Kerlin Gallery is delighted to present St Sebastian, an exhibition of new painting by Callum Innes.
Through the ages, painting has endured with a remarkable potential to affect us. Its physicality can overwhelm us. We can experience it with a visceral and emotive response. Or it can whisper and pull us into unknown depths of subtle complexity. It is bodily and sensual while asking us to think, often in the most profound ways.
Over the past 35 years, Callum Innes has developed a completely individual approach to painting that explores all these myriad possibilities. By repeatedly applying and dissolving layers of paint, rich in texture and colour Innes exposes the fundamentals of paint itself. Full of humanity and fallibility, his art strives for a balance between precision and imperfection, opacity and luminosity, contemplation and material presence.
Over the past two years, Innes has continued to develop and refine his oeuvre by introducing colours of heightened intensity and depth and by advancing a new series of circular or ‘Tondo’ paintings. The paintings in St Sebastian are the result of this intense period of work, paintings that resonate with the history of art and redefine its contemporary potential.

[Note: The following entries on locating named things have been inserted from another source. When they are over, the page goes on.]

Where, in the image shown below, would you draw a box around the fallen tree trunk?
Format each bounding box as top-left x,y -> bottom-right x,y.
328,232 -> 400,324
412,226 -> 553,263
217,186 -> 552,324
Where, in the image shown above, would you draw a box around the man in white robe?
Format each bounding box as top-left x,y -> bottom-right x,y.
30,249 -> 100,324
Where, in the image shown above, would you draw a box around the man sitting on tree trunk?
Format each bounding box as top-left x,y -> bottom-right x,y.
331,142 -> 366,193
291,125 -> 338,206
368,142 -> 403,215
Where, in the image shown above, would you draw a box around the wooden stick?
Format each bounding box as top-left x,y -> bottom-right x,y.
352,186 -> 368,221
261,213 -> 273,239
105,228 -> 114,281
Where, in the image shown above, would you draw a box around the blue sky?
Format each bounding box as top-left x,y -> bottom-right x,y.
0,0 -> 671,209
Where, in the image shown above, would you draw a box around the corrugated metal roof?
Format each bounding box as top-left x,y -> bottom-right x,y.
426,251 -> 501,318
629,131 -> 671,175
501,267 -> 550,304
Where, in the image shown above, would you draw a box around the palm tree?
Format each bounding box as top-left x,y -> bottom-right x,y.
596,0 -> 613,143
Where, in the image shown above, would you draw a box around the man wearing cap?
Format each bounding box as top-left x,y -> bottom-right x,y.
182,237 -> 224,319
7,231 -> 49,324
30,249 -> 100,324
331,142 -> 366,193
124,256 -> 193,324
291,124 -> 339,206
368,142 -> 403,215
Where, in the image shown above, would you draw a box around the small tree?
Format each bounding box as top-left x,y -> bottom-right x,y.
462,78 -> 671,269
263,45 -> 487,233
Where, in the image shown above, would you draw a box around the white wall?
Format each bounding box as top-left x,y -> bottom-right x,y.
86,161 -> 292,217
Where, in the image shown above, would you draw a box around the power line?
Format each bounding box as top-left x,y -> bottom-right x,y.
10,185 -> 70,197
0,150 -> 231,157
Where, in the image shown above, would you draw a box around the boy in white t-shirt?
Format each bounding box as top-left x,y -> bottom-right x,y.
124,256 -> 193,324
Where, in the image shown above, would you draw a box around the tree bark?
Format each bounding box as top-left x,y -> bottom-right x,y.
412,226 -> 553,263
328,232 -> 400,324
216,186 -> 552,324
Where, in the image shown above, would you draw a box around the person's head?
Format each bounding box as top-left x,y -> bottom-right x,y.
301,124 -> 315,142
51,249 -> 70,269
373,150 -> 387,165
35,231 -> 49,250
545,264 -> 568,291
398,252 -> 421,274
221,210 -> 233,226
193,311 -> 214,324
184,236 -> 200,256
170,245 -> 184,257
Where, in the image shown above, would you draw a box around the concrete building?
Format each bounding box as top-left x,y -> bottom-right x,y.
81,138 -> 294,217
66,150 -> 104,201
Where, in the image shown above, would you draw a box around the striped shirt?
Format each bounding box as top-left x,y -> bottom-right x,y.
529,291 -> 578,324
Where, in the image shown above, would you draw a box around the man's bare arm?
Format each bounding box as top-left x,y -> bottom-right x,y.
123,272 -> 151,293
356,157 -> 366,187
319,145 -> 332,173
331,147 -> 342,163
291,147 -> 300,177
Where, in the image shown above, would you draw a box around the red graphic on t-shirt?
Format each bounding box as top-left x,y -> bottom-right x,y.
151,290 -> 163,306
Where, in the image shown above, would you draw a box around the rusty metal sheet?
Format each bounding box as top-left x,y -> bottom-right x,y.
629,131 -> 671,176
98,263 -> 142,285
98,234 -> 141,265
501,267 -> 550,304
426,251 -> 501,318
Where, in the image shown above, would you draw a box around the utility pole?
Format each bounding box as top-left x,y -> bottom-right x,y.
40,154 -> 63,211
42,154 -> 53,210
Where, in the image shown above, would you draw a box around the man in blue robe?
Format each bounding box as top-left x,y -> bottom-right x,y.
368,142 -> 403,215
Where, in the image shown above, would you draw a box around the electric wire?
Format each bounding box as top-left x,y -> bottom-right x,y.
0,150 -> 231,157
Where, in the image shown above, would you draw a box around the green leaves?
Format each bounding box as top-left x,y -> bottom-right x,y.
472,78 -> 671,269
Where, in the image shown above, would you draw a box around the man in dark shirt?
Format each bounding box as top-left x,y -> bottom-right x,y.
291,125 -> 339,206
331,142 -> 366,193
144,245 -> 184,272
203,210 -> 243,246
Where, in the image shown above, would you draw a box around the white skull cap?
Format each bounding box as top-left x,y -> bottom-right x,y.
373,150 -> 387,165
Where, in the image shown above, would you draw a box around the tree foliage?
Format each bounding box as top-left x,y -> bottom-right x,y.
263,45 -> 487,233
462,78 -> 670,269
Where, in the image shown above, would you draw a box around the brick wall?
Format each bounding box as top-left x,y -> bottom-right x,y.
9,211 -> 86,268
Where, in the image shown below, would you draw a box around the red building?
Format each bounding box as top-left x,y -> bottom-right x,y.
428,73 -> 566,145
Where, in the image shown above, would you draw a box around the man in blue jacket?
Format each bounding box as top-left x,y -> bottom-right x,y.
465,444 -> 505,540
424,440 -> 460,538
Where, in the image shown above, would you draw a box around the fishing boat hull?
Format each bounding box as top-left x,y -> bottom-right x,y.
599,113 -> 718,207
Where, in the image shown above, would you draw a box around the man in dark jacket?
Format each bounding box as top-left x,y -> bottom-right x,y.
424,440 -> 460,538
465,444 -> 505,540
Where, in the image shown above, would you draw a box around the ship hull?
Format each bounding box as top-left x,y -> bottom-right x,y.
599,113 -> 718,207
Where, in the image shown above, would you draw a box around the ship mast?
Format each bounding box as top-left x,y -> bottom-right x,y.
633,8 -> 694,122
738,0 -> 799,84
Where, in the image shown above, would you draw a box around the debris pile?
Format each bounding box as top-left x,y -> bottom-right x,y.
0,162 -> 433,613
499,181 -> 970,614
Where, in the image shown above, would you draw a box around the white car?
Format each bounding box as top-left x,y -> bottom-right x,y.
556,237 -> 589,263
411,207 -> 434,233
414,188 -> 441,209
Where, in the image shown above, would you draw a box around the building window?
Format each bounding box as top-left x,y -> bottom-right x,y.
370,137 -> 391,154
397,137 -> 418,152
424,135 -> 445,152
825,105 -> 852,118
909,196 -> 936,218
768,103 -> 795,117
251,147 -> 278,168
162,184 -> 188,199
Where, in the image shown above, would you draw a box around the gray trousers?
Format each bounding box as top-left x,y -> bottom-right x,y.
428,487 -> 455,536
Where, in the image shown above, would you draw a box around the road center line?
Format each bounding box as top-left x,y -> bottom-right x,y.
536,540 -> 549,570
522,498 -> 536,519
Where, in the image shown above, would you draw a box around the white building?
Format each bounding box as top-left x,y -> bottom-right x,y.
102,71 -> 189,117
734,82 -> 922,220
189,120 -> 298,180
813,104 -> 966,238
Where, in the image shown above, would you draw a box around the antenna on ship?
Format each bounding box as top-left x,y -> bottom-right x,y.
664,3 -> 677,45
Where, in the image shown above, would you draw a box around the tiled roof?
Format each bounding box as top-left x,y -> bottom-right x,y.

Callum Innes creates abstract paintings that carry a powerful tension between control and fluidity. Dissolution is central to his practice: layers of deep pigments are brushed over with turpentine, breaking down sections of paint and leaving watery, trace elements, before being painted over again. Repeating this process of painting, dissolving and repainting multiple times, Innes builds depth and a sense of history: oblique panels of dense pigments become embedded and fortified, while tiny trickles or rivulets of liquified paint point to their underlying fragility. This meticulous approach to materials is carried across into the artists’ watercolours and pastels, in which pigment is built up into velveteen layers. Though Innes’s works may seem minimal or geometric at first glance, they are in fact always slightly “off kilter”, governed by imperfectly drawn lines and slightly softened shapes. This fallibility and humanity, put in contrast with the artist’s skill and precision as a painter, results in works of great poetic and contemplative power – cementing Innes’s place as one of the most significant abstract painters of his generation.
Kerlin Gallery was founded in Dublin in 1988. It has built an international reputation for its dedicated, meaningful representation of leading contemporary artists through its exhibition, publishing and art fair programmes. Its current site was designed by the minimalist architect John Pawson in 1994 and offers 3,600 square feet of exhibition space over two floors in the heart of Dublin City Centre.